St. Ignatius Loyola, founder of the Jesuits, chapel and tomb. Very ornate and a bit counter to the life he lived, one of austerity. But that’s the Baroque way, over the top ornateness.

Unlike the Pallazo Venezia, these columns are made of beautiful stone.

The church set the standard for Baroque churches in its grandeur.

Beautiful side chapels were dedicated to various saints and to the Madonna.

The amazing ceiling fresco.  There is an illusion that figures are floating out of the painting, but the fresco was painted in one plane. The artist, Gaulli, a protege of Bernini, started it when he was 22 and it wasn’t finished until he was in his 40s. It isn’t a very happy painting, the figures (the Protestants) descending into the dark clouds are headed to hell.

The metal chest in the front holds the relics of the church.

Sculptures were incredible. This one depicts the church about to whip the miserable Protestants.

Almost every window was filled with cherubs and other figures all angling up to the ceiling.

The Church di San Marcello al Cordoso is hosting a Jubilee art event featuring Salvador Dali’s, Christ of St. John of the Cross. The ancient drawing which was the inspiration for Dali is also included in the exhibit.  Dali saw this drawing at a monastery and was struck by the view from the top down perspective. In Dali’s painting, you can’t see if Christ is alive or has died and you don’t see his face.  There are also no nails nor a crown of thorns. In typical Dali style, the mountains in the background are a profile of Dali lying prone.
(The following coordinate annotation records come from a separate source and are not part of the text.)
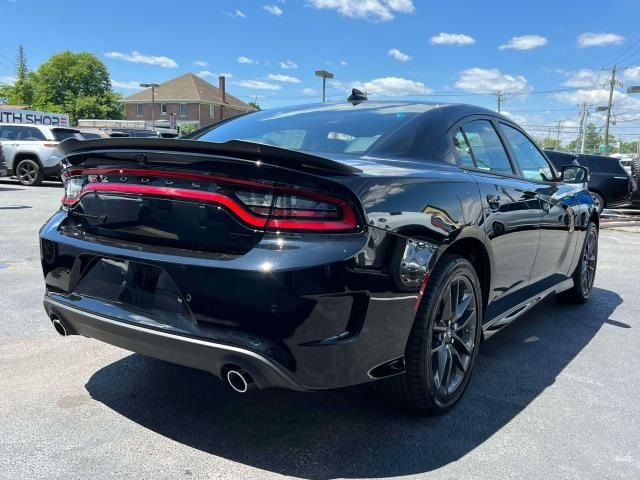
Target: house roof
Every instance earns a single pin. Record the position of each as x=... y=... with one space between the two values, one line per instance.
x=187 y=88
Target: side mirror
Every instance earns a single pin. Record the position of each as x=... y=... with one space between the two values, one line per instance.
x=574 y=174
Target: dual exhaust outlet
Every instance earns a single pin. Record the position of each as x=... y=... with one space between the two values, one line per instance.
x=236 y=377
x=239 y=379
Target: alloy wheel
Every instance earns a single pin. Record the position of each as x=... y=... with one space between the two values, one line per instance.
x=453 y=335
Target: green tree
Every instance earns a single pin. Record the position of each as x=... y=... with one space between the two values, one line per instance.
x=77 y=84
x=22 y=90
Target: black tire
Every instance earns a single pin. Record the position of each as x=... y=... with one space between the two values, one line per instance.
x=29 y=172
x=635 y=171
x=431 y=341
x=599 y=201
x=582 y=286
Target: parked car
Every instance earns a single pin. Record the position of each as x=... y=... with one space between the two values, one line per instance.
x=319 y=246
x=609 y=183
x=3 y=164
x=31 y=151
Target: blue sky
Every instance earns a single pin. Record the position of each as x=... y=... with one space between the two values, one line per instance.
x=546 y=55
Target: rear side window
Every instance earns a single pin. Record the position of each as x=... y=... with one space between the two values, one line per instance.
x=463 y=149
x=486 y=148
x=599 y=164
x=532 y=163
x=31 y=133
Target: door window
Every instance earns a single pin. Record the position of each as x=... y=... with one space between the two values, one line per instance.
x=532 y=163
x=486 y=148
x=463 y=150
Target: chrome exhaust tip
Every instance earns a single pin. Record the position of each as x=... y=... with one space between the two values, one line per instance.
x=239 y=380
x=59 y=326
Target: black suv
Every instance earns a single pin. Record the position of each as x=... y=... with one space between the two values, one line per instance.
x=609 y=183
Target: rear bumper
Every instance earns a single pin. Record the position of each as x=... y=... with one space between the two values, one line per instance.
x=182 y=350
x=312 y=322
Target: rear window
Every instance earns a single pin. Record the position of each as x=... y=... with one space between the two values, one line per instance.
x=600 y=164
x=343 y=128
x=61 y=134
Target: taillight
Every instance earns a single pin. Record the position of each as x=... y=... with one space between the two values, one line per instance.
x=301 y=211
x=260 y=206
x=73 y=189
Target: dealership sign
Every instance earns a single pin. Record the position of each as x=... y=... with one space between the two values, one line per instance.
x=36 y=118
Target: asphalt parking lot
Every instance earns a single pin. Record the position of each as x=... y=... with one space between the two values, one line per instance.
x=555 y=395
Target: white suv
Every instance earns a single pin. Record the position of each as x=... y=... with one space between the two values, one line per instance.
x=31 y=151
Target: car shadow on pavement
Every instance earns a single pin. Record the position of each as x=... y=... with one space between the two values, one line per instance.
x=350 y=433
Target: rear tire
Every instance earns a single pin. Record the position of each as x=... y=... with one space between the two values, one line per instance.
x=443 y=344
x=585 y=272
x=29 y=172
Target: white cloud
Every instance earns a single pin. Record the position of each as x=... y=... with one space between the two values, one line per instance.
x=398 y=55
x=258 y=85
x=137 y=57
x=632 y=74
x=592 y=96
x=372 y=10
x=524 y=42
x=452 y=39
x=582 y=78
x=283 y=78
x=589 y=39
x=482 y=80
x=126 y=84
x=207 y=73
x=288 y=65
x=393 y=86
x=273 y=9
x=8 y=79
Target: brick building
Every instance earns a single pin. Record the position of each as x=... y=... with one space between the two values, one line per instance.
x=190 y=98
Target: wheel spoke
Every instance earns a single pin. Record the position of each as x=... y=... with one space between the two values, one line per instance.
x=462 y=306
x=466 y=318
x=447 y=362
x=457 y=360
x=463 y=344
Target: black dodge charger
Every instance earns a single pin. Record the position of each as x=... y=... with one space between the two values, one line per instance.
x=319 y=247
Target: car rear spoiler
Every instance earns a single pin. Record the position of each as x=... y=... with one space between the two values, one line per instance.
x=235 y=149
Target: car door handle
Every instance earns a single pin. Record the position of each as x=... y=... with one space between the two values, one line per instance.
x=493 y=201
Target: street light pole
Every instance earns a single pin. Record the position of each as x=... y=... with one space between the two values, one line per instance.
x=324 y=75
x=153 y=101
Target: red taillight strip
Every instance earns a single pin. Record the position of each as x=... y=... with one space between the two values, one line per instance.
x=177 y=193
x=347 y=223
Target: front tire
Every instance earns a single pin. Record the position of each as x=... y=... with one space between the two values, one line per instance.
x=443 y=344
x=29 y=172
x=585 y=272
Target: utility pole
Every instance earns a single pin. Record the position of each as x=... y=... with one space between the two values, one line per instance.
x=583 y=128
x=558 y=134
x=500 y=97
x=612 y=84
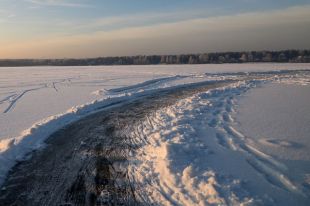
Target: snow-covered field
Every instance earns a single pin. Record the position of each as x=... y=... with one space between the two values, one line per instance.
x=244 y=143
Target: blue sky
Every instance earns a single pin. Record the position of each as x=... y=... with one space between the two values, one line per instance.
x=66 y=28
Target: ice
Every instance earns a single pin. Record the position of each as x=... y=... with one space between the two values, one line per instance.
x=216 y=147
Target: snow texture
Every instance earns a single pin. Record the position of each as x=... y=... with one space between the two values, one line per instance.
x=196 y=152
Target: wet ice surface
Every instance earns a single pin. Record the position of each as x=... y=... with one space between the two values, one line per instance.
x=194 y=151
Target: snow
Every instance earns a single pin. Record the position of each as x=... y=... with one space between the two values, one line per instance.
x=196 y=153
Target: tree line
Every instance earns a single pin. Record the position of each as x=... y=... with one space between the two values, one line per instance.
x=294 y=56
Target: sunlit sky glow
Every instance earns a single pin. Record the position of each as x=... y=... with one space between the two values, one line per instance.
x=91 y=28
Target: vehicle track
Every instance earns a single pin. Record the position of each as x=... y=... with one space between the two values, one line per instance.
x=85 y=162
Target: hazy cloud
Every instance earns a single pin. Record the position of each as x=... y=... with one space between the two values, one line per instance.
x=57 y=3
x=281 y=29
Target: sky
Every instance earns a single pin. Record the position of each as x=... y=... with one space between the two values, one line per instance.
x=93 y=28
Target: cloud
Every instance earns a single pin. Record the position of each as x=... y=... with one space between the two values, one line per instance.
x=63 y=3
x=281 y=29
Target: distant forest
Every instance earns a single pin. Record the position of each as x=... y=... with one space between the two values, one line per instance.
x=293 y=56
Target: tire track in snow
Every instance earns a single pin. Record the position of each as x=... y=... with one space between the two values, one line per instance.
x=86 y=162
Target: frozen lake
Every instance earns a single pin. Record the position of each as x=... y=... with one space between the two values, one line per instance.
x=244 y=142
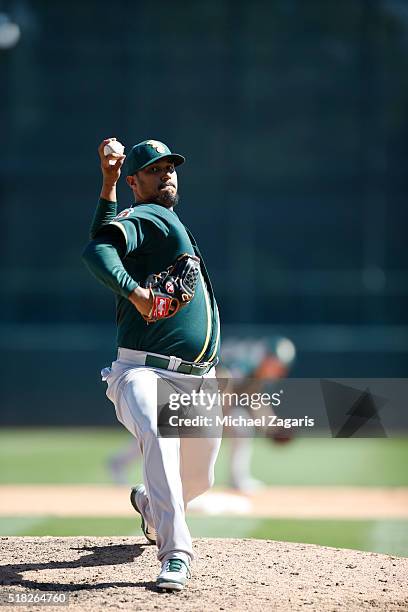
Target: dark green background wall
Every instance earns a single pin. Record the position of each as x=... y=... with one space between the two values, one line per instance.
x=293 y=116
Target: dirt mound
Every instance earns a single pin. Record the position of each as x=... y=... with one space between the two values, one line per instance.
x=239 y=575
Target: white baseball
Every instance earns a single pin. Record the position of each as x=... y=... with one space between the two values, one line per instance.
x=113 y=147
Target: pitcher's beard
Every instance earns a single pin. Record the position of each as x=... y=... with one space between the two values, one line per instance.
x=167 y=198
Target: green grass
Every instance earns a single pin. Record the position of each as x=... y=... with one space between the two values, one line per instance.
x=389 y=537
x=80 y=456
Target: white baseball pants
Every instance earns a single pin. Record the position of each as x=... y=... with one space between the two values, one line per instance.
x=175 y=470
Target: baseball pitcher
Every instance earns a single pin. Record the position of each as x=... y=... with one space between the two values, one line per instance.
x=167 y=329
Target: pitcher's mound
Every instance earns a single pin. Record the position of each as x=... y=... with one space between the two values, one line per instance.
x=120 y=573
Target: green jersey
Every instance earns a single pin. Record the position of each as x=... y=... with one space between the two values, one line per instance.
x=152 y=237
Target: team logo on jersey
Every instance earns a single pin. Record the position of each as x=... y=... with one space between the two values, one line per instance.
x=160 y=307
x=169 y=287
x=124 y=213
x=160 y=148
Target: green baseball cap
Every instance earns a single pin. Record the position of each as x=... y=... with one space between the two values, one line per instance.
x=147 y=152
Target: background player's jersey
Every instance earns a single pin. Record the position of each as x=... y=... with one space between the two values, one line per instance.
x=154 y=238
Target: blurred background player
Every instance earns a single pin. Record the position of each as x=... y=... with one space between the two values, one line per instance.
x=250 y=366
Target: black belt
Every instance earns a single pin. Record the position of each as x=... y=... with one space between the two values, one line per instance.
x=185 y=367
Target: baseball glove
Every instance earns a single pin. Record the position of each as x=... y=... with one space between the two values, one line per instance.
x=173 y=288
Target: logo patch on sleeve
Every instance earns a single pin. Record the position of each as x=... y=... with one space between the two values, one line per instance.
x=124 y=213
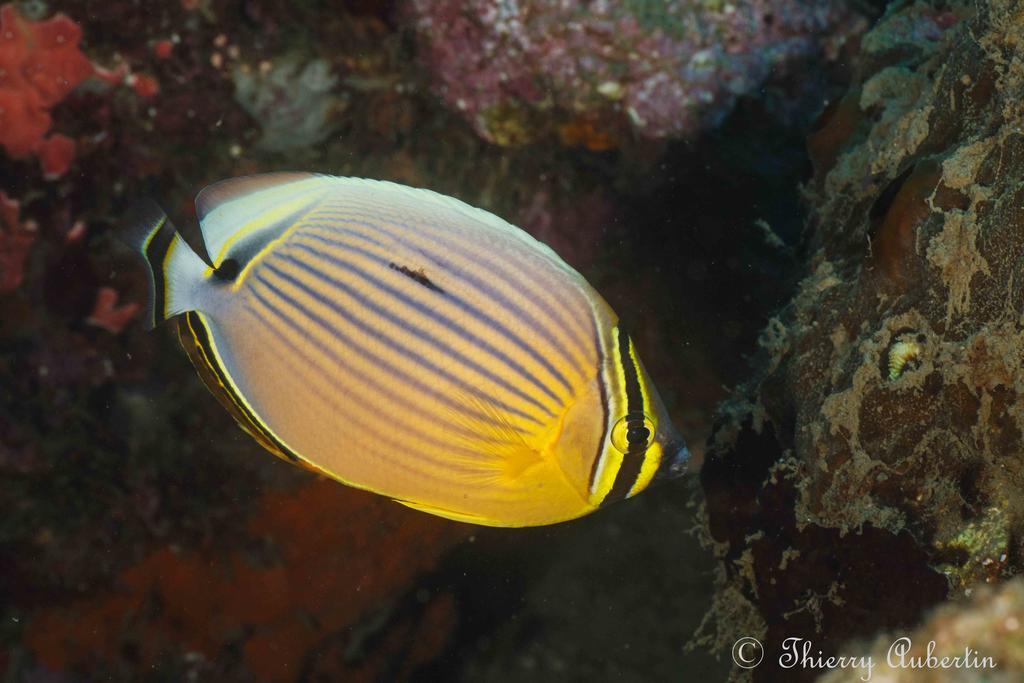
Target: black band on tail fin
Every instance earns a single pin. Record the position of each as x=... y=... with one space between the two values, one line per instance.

This was drawn by a Castilian saint, John of the Cross in the 1500s.  Dali saw it on a pilgrimage he made to the Monastery of the Incarnation. It gave him the inspiration for the perspective of his painting.

The church, while a bit worn, had some wonderful paintings and artwork.  This wood Pieta was made by Bernini’s school.

Beautiful marble and stone columns and sculptures. The church was dedicated in AD 309. Several versions have been built on the site after repeated sackings, fires and floods.  This version was completed in the 1690s and reflects the Baroque style.




The church has been owned and administered by the Servites since 1369.